# Using implicit differentiation for a function

I am trying to find the derivative $$\frac{dy}{dx}$$ of the following function $$ye^{xy} = \sin x$$ using implicit differentiation.

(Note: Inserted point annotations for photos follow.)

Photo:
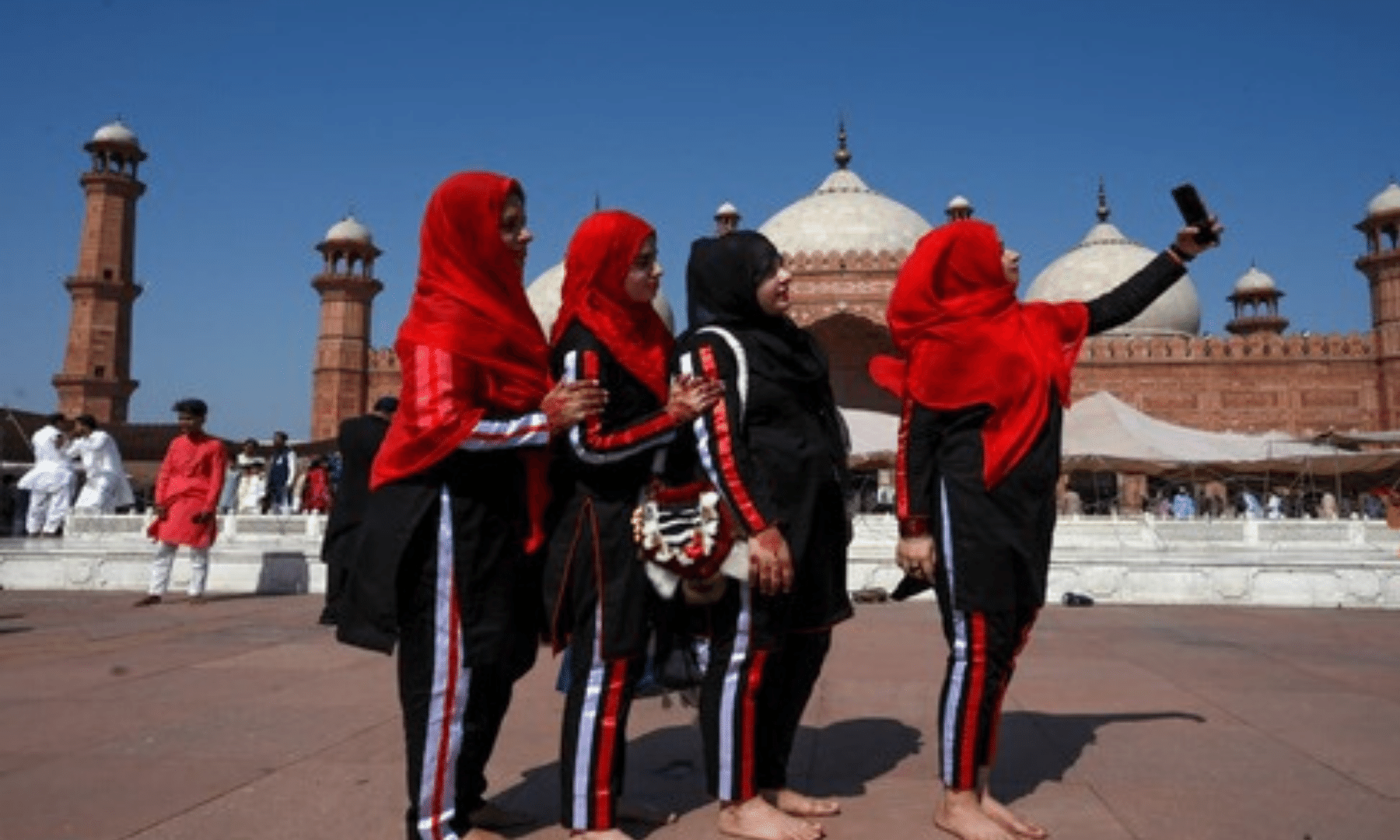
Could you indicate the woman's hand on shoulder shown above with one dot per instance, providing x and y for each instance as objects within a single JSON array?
[
  {"x": 770, "y": 562},
  {"x": 692, "y": 397},
  {"x": 916, "y": 556},
  {"x": 570, "y": 404}
]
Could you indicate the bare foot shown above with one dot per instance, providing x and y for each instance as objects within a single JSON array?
[
  {"x": 1004, "y": 818},
  {"x": 961, "y": 815},
  {"x": 755, "y": 819},
  {"x": 493, "y": 817},
  {"x": 796, "y": 804}
]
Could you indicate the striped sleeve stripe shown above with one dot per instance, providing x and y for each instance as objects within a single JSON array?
[
  {"x": 593, "y": 446},
  {"x": 728, "y": 468},
  {"x": 531, "y": 430}
]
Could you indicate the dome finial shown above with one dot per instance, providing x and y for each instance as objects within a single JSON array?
[{"x": 843, "y": 157}]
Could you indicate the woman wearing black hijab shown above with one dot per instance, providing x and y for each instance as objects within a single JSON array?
[{"x": 776, "y": 448}]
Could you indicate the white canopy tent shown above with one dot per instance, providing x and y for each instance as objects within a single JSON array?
[{"x": 1104, "y": 433}]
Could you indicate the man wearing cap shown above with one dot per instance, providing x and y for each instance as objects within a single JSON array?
[
  {"x": 359, "y": 441},
  {"x": 187, "y": 503},
  {"x": 49, "y": 482}
]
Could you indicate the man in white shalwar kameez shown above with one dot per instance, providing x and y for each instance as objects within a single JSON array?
[
  {"x": 107, "y": 486},
  {"x": 49, "y": 481}
]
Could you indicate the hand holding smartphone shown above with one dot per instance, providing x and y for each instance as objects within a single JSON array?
[{"x": 1195, "y": 213}]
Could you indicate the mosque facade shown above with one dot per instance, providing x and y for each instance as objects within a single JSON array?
[{"x": 845, "y": 244}]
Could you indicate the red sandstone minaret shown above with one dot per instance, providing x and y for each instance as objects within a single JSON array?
[
  {"x": 1381, "y": 265},
  {"x": 97, "y": 364},
  {"x": 346, "y": 286}
]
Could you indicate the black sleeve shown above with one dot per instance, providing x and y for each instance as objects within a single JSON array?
[
  {"x": 919, "y": 434},
  {"x": 1126, "y": 301}
]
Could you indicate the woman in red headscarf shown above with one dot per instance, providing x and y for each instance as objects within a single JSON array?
[
  {"x": 983, "y": 378},
  {"x": 600, "y": 598},
  {"x": 457, "y": 496}
]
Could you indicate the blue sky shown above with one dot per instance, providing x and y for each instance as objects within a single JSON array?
[{"x": 266, "y": 119}]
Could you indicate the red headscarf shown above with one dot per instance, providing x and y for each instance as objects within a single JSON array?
[
  {"x": 968, "y": 341},
  {"x": 469, "y": 303},
  {"x": 600, "y": 257}
]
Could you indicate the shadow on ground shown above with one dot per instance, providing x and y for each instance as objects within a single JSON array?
[
  {"x": 1038, "y": 747},
  {"x": 665, "y": 770}
]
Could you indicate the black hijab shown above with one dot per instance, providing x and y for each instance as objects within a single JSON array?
[{"x": 721, "y": 289}]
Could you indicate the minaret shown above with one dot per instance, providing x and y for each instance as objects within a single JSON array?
[
  {"x": 346, "y": 286},
  {"x": 97, "y": 366},
  {"x": 1381, "y": 265}
]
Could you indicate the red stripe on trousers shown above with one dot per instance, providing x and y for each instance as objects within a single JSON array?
[
  {"x": 446, "y": 737},
  {"x": 727, "y": 464},
  {"x": 748, "y": 733},
  {"x": 976, "y": 684},
  {"x": 902, "y": 460},
  {"x": 608, "y": 737}
]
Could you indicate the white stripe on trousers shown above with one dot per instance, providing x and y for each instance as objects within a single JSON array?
[
  {"x": 587, "y": 726},
  {"x": 728, "y": 696},
  {"x": 958, "y": 674},
  {"x": 447, "y": 706}
]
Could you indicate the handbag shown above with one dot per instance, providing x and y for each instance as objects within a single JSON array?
[{"x": 686, "y": 534}]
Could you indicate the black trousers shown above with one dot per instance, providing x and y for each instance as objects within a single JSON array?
[
  {"x": 752, "y": 698},
  {"x": 453, "y": 710},
  {"x": 982, "y": 657}
]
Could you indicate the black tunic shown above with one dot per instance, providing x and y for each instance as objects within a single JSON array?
[
  {"x": 997, "y": 542},
  {"x": 598, "y": 474},
  {"x": 779, "y": 455}
]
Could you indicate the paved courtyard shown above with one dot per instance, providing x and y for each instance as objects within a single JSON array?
[{"x": 245, "y": 720}]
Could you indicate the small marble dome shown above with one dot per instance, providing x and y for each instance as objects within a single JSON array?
[
  {"x": 1253, "y": 280},
  {"x": 545, "y": 299},
  {"x": 349, "y": 230},
  {"x": 845, "y": 216},
  {"x": 1386, "y": 201},
  {"x": 115, "y": 132},
  {"x": 1101, "y": 262}
]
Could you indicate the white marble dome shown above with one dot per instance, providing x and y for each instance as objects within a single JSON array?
[
  {"x": 115, "y": 132},
  {"x": 546, "y": 292},
  {"x": 1101, "y": 262},
  {"x": 349, "y": 230},
  {"x": 1255, "y": 280},
  {"x": 1386, "y": 201},
  {"x": 845, "y": 216}
]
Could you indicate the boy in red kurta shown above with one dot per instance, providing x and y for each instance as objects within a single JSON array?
[{"x": 187, "y": 500}]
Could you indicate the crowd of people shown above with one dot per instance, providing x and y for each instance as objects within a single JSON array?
[
  {"x": 503, "y": 502},
  {"x": 497, "y": 500}
]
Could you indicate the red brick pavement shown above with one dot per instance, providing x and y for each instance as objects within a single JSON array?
[{"x": 244, "y": 720}]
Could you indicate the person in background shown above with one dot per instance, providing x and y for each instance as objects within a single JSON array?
[
  {"x": 359, "y": 441},
  {"x": 282, "y": 476},
  {"x": 105, "y": 488},
  {"x": 187, "y": 502},
  {"x": 1183, "y": 507},
  {"x": 315, "y": 488},
  {"x": 49, "y": 482}
]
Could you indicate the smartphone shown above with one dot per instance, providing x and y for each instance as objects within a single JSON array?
[{"x": 1195, "y": 213}]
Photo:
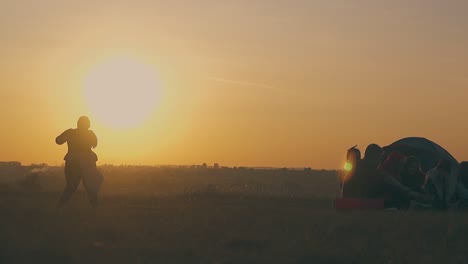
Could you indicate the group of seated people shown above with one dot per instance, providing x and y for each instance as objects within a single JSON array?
[{"x": 400, "y": 181}]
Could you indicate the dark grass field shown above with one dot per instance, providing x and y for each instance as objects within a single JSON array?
[{"x": 213, "y": 220}]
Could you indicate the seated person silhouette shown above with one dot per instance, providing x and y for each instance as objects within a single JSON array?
[{"x": 80, "y": 161}]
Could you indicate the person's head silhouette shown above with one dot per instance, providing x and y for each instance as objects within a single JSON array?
[{"x": 83, "y": 123}]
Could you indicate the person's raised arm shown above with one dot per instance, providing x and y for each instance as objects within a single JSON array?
[{"x": 62, "y": 138}]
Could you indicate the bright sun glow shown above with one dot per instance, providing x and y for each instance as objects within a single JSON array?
[{"x": 122, "y": 93}]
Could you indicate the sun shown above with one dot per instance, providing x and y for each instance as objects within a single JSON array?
[{"x": 122, "y": 92}]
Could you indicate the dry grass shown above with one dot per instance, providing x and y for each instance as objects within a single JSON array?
[{"x": 163, "y": 215}]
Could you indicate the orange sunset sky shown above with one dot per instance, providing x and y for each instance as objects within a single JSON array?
[{"x": 241, "y": 83}]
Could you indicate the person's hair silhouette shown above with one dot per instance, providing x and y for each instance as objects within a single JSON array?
[{"x": 80, "y": 161}]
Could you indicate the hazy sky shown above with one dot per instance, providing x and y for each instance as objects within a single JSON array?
[{"x": 252, "y": 83}]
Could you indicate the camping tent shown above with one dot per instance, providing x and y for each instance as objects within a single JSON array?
[{"x": 429, "y": 154}]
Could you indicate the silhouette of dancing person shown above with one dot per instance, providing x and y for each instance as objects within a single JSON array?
[{"x": 80, "y": 162}]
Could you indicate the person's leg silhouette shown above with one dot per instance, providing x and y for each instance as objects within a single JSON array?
[{"x": 73, "y": 179}]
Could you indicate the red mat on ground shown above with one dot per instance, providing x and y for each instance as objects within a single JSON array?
[{"x": 358, "y": 204}]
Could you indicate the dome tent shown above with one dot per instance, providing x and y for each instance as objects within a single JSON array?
[{"x": 429, "y": 154}]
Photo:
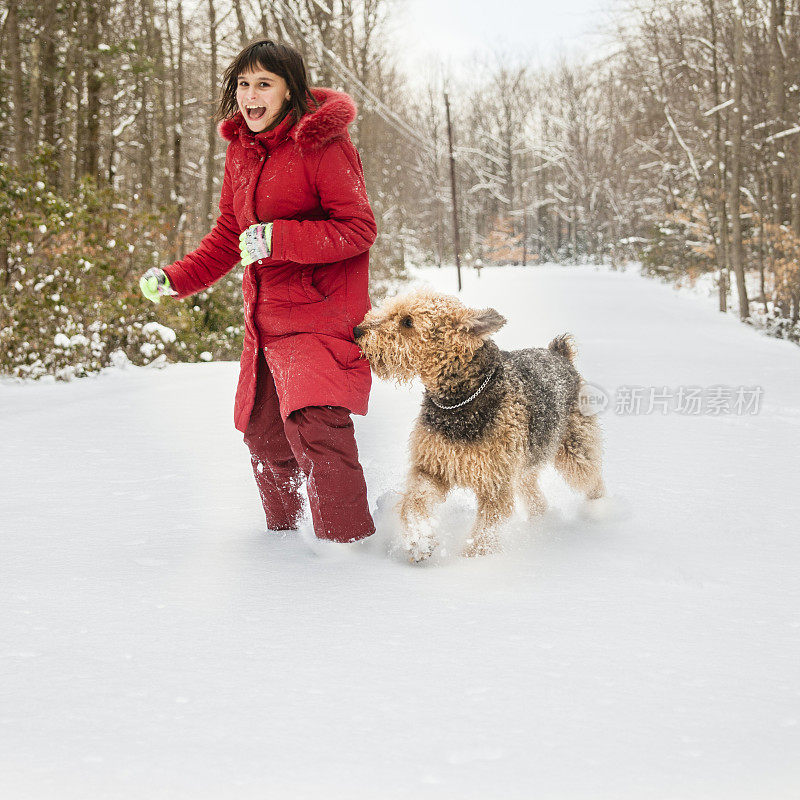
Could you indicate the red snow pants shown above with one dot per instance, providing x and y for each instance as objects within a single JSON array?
[{"x": 318, "y": 443}]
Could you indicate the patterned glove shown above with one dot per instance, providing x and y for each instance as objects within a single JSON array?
[
  {"x": 155, "y": 283},
  {"x": 256, "y": 242}
]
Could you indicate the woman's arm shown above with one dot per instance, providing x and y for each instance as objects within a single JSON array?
[
  {"x": 217, "y": 254},
  {"x": 350, "y": 229}
]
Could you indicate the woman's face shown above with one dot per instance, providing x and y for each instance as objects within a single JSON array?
[{"x": 261, "y": 90}]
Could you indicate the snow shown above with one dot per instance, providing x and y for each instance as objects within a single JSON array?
[{"x": 156, "y": 642}]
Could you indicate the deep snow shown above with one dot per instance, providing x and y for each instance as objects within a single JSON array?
[{"x": 156, "y": 642}]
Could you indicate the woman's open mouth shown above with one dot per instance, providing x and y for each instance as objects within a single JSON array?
[{"x": 256, "y": 112}]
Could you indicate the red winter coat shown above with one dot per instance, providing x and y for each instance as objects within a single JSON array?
[{"x": 300, "y": 304}]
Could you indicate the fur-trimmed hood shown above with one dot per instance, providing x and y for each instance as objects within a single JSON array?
[{"x": 314, "y": 130}]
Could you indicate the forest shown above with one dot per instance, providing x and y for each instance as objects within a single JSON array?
[{"x": 676, "y": 146}]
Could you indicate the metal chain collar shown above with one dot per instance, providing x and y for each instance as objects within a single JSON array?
[{"x": 469, "y": 399}]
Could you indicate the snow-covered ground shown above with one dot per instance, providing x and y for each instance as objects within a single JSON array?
[{"x": 155, "y": 642}]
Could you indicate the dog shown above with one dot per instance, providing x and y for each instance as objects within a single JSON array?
[{"x": 490, "y": 419}]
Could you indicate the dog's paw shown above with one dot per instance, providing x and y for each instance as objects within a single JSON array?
[
  {"x": 419, "y": 540},
  {"x": 481, "y": 546}
]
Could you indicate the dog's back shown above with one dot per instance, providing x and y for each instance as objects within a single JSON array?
[{"x": 545, "y": 381}]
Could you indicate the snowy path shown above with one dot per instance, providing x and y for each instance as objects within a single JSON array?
[{"x": 156, "y": 643}]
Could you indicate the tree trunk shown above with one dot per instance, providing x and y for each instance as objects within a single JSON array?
[
  {"x": 15, "y": 67},
  {"x": 737, "y": 255},
  {"x": 211, "y": 128}
]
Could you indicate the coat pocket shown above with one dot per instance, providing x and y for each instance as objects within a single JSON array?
[{"x": 307, "y": 281}]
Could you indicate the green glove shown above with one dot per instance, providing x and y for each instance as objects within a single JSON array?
[
  {"x": 256, "y": 242},
  {"x": 155, "y": 283}
]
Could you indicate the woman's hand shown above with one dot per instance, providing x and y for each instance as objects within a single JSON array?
[
  {"x": 256, "y": 242},
  {"x": 154, "y": 283}
]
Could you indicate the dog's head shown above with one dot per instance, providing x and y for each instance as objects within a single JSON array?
[{"x": 422, "y": 334}]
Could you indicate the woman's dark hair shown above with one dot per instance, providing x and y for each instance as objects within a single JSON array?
[{"x": 283, "y": 60}]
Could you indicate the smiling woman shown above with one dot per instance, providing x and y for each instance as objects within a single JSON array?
[
  {"x": 294, "y": 215},
  {"x": 263, "y": 99}
]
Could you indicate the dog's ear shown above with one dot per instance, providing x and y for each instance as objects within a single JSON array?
[{"x": 483, "y": 322}]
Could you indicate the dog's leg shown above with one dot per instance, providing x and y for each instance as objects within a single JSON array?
[
  {"x": 494, "y": 508},
  {"x": 579, "y": 458},
  {"x": 528, "y": 487},
  {"x": 423, "y": 492}
]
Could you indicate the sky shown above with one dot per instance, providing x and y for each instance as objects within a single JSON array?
[{"x": 456, "y": 31}]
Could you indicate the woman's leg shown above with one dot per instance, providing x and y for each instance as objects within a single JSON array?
[
  {"x": 275, "y": 468},
  {"x": 324, "y": 444}
]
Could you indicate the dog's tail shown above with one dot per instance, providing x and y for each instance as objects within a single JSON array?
[{"x": 565, "y": 346}]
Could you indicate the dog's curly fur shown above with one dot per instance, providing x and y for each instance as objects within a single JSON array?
[{"x": 526, "y": 415}]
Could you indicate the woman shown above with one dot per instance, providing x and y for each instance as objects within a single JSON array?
[{"x": 294, "y": 210}]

What I have is the following using product rule:

$$\frac{d}{dx}ye^{xy}=\frac{d}{dx}\sin x$$ $$\implies y^2e^{xy} + \frac{dy}{dx}e^{xy}=\cos x$$

However, I noticed in the solution manual it has it as the following and not sure why:

$$\frac{d}{dx}ye^{xy}=\frac{d}{dx}\sin x$$ $$\implies ye^{xy} \left(x\frac{dy}{dx} + y\right) + \frac{dy}{dx}e^{xy}=\cos x$$

• $y$ is a function of $x$, right? So is $\frac{\mathrm{d}}{\mathrm{d}x} y = y$? Mar 18, 2020 at 4:07

Your issue is that $$y\frac{d}{dx}e^{xy}=ye^{xy}[\frac{d}{dx}xy]=ye^{xy}[y+xy'].$$
With $$y$$ as a function of $$x$$, we have $$\dfrac{\operatorname d}{\operatorname dx}e^{xy}=e^{xy}(y+x\dfrac{\operatorname dy}{\operatorname dx})$$.
$$\frac{d}{dx}ye^{xy}=\frac{d}{dx}\sin x$$ This line is not correct: $$\implies \color {red}{y^2e^{xy}} + \frac{dy}{dx}e^{xy}=\cos x$$
Note that you can do this: $$\frac{d}{dx}ye^{xy}=e^{xy}\frac{dy}{dx}+y\frac{de^{xy}}{dx}$$ And apply the chain rule: $$\frac{de^{xy}}{dx}=\frac{de^{xy}}{dxy}\frac{dxy}{dx}=e^{xy}(y'x+y)$$ Therefore: $$\frac{d}{dx}ye^{xy}=e^{xy}y'+ye^{xy}(y'x+y)$$